Population pharmacokinetics and Bayesian estimator of mycophenolic acid in children with idiopathic nephrotic syndrome
Article first published online: 8 JAN 2010
© 2010 The Authors. Journal compilation © 2010 The British Pharmacological Society
British Journal of Clinical Pharmacology
Volume 69, Issue 4, pages 358–366, April 2010
How to Cite
Zhao, W., Elie, V., Baudouin, V., Bensman, A., André, J. L., Brochard, K., Broux, F., Cailliez, M., Loirat, C. and Jacqz-Aigrain, E. (2010), Population pharmacokinetics and Bayesian estimator of mycophenolic acid in children with idiopathic nephrotic syndrome. British Journal of Clinical Pharmacology, 69: 358–366. doi: 10.1111/j.1365-2125.2010.03615.x
- Issue published online: 11 MAR 2010
- Article first published online: 8 JAN 2010
- Received 29 September 2009Accepted6 December 2009
- Bayesian estimation;
- nephrotic syndrome;
WHAT IS ALREADY KNOWN ABOUT THIS SUBJECT
• MMF has been proposed as a treatment of steroid-dependent nephrotic syndrome and in the recent years, several studies have suggested its positive effect in preventing relapses.
WHAT THIS PAPER ADDS
• The population pharmacokinetics of MPA was first evaluated in children with idiopathic nephrotic syndrome and data fitted well with a two-compartment model with first-order absorption and lag time.
• Body weight and serum albumin had a significant impact on oral clearance.
• A three-point (T0, T1 and T4h) Bayesian estimator of AUC0–12 was developed.
AIMS To develop a population pharmacokinetic model for mycophenolic acid (MPA) in children with idiopathic nephrotic syndrome (INS) treated with mycophenolate mofetil (MMF), identify covariates that explain variability and determine the Bayesian estimator of the area under the concentration–time curve over 12 h (AUC0–12).
METHODS The pharmacokinetic model of MMF was described from 23 patients aged 7.4 ± 3.9 years (range 2.9–14.9) using nonlinear mixed-effects modelling (NONMEM) software. A two-compartment model with lag–time and first-order absorption and elimination was developed. The final model was validated using visual predictive check. Bayesian estimator was validated using circular permutation method.

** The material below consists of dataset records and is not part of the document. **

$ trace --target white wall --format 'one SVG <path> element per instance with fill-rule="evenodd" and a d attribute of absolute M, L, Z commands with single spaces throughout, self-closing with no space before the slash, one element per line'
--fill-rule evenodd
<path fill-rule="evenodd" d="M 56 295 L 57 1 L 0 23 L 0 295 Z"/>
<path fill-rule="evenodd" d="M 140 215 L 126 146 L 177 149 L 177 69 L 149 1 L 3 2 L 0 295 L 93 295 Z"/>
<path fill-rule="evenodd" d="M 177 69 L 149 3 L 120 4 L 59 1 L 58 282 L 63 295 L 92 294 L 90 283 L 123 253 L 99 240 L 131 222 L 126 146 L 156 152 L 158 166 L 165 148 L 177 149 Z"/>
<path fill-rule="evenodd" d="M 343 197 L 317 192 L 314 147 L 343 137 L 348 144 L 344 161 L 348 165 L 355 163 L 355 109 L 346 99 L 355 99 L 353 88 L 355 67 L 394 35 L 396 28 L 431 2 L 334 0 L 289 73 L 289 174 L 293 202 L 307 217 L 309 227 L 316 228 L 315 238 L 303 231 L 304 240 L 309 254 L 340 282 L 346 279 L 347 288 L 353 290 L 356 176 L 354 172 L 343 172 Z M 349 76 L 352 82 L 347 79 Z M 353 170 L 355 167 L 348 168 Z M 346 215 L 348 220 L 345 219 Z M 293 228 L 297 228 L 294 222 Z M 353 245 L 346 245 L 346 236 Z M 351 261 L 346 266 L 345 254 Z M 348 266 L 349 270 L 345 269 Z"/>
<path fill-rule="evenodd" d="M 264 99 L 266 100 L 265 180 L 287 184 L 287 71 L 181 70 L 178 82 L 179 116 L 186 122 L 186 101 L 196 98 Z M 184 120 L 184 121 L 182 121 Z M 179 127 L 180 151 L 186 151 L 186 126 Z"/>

RESULTS The population pharmacokinetic parameters were apparent oral clearance 9.7 l h−1, apparent central volume of distribution 22.3 l, apparent peripheral volume of distribution 250 l, inter-compartment clearance 18.8 l h−1, absorption rate constant 5.16 h−1, lag time 0.215 h. The covariate analysis identified body weight and serum albumin as individual factors influencing the apparent oral clearance. Accurate Bayesian estimation of AUC0–12 was obtained using the combination of three MPA concentrations measured just before (T0), 1 and 4 h (T1 and T4) after drug intake with a small error of 0.298 µg h−1 ml−1 between estimated and reference AUC0–12.
CONCLUSIONS The population pharmacokinetic model of MPA was developed in children with INS. A three-point (T0, T1 and T4h) Bayesian estimator of AUC0–12 was developed and might be used to investigate the relation between MPA pharmacokinetic and pharmacodynamics in children with INS and determine if there is any indication to monitor MPA exposure in order to improve patient outcome based on individual AUC-controlled MMF dosing.